Iceberg uses a table format so in addition to writing the data to storage, you would also save it as a table. Iceberg uses manifest files instead of directory lists, so data on Storage is *not removed.*
Iceberg uses a combination of manifest files, and metadata catalogues. When saving to storage, it’s saved as a table name which is a pointer to the last commit, to go read a particular metadata file. Let’s take a look at the shell.
> ls iceberg/data/
metadata/
—
>ls iceberg/datacreation_date=2015–01–01/
creation_date=2015–01–01/
Iceberg uses Hive-style partitioning by default
> ls iceberg/metadata
00000–55gcadf-f081-sdfc.metadata.json
0swscs-kcdedc-1873-b4b0-m0.avro
Here we can see we’ve got two folders in the main `iceberg` folder. Inside the `data` folder we see our two partitions and then we see a number of files in the `metadata` folder including `.avro` and JSON.
In the Iceberg catalog, there’s a table in there that points to the current metadata file.
— That metadata file (s0) points to a manifest list.
— The manifest list points to one or many manifest files
The manifest files has references to what data files make up the datasets
What happens if you update the data?
— It creates a new Metadata file
— Points to the new manifest list
— Which then points to a manifest file
— In turn points to the new data files that make up the dataset
Here’s a diagram:
An important thing to note here is that the Metadata file contains (among other things)

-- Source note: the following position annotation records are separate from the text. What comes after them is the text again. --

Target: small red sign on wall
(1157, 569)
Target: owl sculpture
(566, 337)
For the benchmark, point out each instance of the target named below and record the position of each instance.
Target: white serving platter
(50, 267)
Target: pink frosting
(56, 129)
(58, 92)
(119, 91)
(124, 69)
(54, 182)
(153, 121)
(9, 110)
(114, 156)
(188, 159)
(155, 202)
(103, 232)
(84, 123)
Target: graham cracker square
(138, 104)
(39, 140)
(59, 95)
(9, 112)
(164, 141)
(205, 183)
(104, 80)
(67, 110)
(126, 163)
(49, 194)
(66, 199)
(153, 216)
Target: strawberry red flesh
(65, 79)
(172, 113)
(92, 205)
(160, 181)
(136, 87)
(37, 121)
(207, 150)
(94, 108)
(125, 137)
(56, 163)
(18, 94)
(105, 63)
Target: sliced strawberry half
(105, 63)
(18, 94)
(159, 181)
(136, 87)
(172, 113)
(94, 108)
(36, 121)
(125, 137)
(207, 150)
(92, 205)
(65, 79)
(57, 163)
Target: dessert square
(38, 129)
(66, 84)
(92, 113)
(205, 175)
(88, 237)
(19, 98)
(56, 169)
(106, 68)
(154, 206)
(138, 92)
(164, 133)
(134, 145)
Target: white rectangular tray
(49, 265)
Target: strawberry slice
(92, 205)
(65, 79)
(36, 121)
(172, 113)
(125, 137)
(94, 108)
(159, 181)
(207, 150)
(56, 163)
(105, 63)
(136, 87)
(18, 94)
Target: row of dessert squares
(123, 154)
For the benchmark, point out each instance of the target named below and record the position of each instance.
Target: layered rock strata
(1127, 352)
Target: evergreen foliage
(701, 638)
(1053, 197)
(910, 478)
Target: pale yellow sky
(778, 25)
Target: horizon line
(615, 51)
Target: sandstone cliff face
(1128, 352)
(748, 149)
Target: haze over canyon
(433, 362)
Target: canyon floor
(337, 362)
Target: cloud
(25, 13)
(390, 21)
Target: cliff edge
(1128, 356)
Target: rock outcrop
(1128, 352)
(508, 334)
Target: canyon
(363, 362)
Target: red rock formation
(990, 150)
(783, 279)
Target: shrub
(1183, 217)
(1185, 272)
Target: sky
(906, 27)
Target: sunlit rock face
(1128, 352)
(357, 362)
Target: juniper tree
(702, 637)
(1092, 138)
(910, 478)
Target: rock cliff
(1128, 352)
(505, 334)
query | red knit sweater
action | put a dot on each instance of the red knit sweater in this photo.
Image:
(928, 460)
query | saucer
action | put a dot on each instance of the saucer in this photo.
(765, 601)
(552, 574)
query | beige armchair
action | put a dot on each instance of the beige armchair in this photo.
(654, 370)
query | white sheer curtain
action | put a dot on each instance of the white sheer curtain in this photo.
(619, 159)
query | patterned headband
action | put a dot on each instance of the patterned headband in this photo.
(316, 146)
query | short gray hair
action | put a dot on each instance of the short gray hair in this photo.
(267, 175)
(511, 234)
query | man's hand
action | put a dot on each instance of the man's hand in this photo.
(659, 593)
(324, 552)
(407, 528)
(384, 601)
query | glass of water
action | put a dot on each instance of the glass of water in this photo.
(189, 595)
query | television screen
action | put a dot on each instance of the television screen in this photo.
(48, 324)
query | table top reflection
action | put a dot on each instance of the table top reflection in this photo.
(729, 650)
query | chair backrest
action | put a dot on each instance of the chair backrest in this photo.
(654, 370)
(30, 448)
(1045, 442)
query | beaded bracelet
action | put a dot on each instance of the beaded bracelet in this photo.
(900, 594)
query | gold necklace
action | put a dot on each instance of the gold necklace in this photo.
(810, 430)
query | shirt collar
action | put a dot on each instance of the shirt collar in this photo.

— `location”: “gs://<BUCKET>/iceberg”`
— `”schema”: { “fields”: [{“id”: 1}]}`
— ``”snapshots”: [{“manifest-list”, “schema-id”, “snapshot-id”, “summary”}]`
- The metadata.json has location, which points to the location of where your data is stored.
— The schema supports schema-evolution, so you can view the schema at any point in time
— snapshots which contains a listing of manifests that stitches all the data together
Snapshots
Point-in-time queries, or time-travel. You can supply a `snapshot-id` or `as-of-timestamp`. Really useful. 😎
GCP BigLake
https://cloud.google.com/biglake
Apache Spark already has rich support for Iceberg, allowing customers to use Iceberg’s core capabilities, such as DML transactions, and schema evolution, to carry out large-scale transformation and data processing.
BigLake is a storage engine that unifies data warehouses and lakes by enabling BigQuery and open source frameworks like Spark to access data with fine-grained access control.
Regardless of your choice of Spark, BigLake automatically makes those Iceberg tables available for end users to query.
Access
Administrators can now use Iceberg tables, similar to BigLake tables, and don’t need to provide end users access to the underlying GCS bucket. In fact, you can get as granular as row, column-level-access or data-masking management and governance, extending BigLake governance framework to Iceberg tables.
Wrap up
Any extension of BigQuery’s core functionality can be powerful. It’s great to see open standards getting adopted.
Coupled with Googles Analytics Hub, data providers can now create shared datasets to share Iceberg tables on GCS. Consumers of the shared data can use any Iceberg compatible supported query engine to consume the data, providing and open and governed model of sharing and consuming data.
You can even us BigQuery ML to extend machine learning workloads to Iceberg tables stored on GCS.